Alexandre-Edmond Becquerel
Alexandre-Edmond Becquerel (1820-1891)

Edmond Becquerel (Becquerel II, le fils d’Antoine et le père d’Henri) découvrit en 1839 qu’éclairer certains matériaux provoquait le passage d’un courant électrique (effet photovoltaïque). Becquerel, qui n’avait alors que 19 ans, étudiait l’effet de la différence de température entre deux électrodes de platine plongées dans un bac d’électrolyse, quand il s’aperçut que l’effet dépendait aussi de la lumière éclairant le bac. Par l’usage de filtres colorés, il démontra que l’effet photoélectrique n’était pas un effet thermoélectrique dû au rayonnement calorifique (infrarouge), et que le courant induit par l’éclairement des électrodes était d’autant plus intense en lumière bleue qu’en lumière rouge, et il explora ensuite l’influence du métal des électrodes (platine, cuivre, argent) et celle de l’électrolyte utilisé.
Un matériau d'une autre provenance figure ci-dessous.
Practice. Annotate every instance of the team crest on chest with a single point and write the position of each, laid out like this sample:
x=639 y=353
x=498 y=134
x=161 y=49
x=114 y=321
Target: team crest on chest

Becquerel apporta ainsi pour la première fois la preuve d’un lien entre lumière et électricité.

La conclusion de l'article d'Edmond Becquerel (C.R. Acad Sc; 1839)
La conclusion de l’article d’Edmond Becquerel (C.R. Acad Sc; 1839)

Les études menées par la suite montrèrent que cet effet photovoltaïque est une propriété des certains corps intermédiaires entre les métaux (conduisant l’électricité) et les isolants, et que l’on nomme de ce fait les semi-conducteurs et dont l’importance économique est aujourd’hui colossale (plus de 300 milliards de dollars par an pour les seuls fabricants de semi-conducteurs, les fondeurs). L’explication de l’effet photovoltaïque dut attendre l’avènement de la mécanique quantique. Dans un atome isolé, les électrons occupent des niveaux d’énergie discrets. Quand plusieurs atomes sont assemblés, les interactions entre eux conduisent à la formation d’un très grand nombre de niveaux très proches les uns des autres, formant ainsi plusieurs « bandes »  d’énergies permises pour les électrons, dites « bandes de conduction » et « bandes de valence ». Ces bandes sont séparées dans certains cas par des bandes « interdites » dont l’origine est liée à la régularité de la structure cristalline. Dans un métal, ces bandes « de conduction » et « de valence » se chevauchent et un très faible apport d’énergie permet à un électron de se déplacer: le métal est conducteur. Dans un isolant, la bande d’énergie occupée par les électrons, la bande de valence, est nettement séparée de la bande d’énergie dans laquelle les électrons pourraient se déplacer, la bande de conduction. Seul un apport très important d’énergie aux électrons leur permet de sauter cet intervalle: c’est ainsi qu’un étincelle peut jaillir dans l’air (isolant) entre deux électrodes sous forte tension. Dans un semi-conducteur, l’écart entre la bande de valence et la bande de conduction est faible, de l’orde d’un électron-volt, et un apport d’énergie sous forme de lumière (effet photoélectrique), de chaleur (effet thermoélectrique) ou un champ électromagnétique peut suffire à produire un courant électrique.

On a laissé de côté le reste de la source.